In Darren Aronofsky’s 2000 film Requiem for a Dream, editing is used to bring the viewer closer into the reality of an addict. The film features over 2,000 cuts and has several quick moving montages of short shots and also uses split screens. The frequent cuts and fast paced montages help to create a sense of being sped up especially after a character takes a drug or is high. The editing helps to show the world through the eyes’ of the four protagonists who are all dealing with drug addiction.
In a scene where Marion, Harry and Tyrone pop pills to “pass the time” there is a fast paced montage showing what they do over the course of a few hours with hip-hop music. This montage helps to show the frantic feelings and urgency these characters feel being addicted to drugs and always needing their next hit.

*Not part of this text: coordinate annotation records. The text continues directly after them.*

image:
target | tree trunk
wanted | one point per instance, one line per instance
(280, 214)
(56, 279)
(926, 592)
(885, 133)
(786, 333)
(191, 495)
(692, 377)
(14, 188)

In another scene where Sara Goldfarb who is addicted to weight loss amphetamines is eating breakfast, it is edited so the egg, grapefruit and coffee disappear before the viewer’s eye without the character actually touching the food. This shows how the character is sped up by the pills and how her mind has been playing tricks on her because of her severe addiction.
There are also cuts in the film that show blood cells rushing through the body with a close up of the dilated pupil. This gives the sense of how frequently the characters are using drugs and how it is instant ecstasy for them. The editing in the film helps to convey the highs and lows experienced by the characters as well as the hope, fear, panic and chaos that their world becomes when they spiral deeper into their addictions.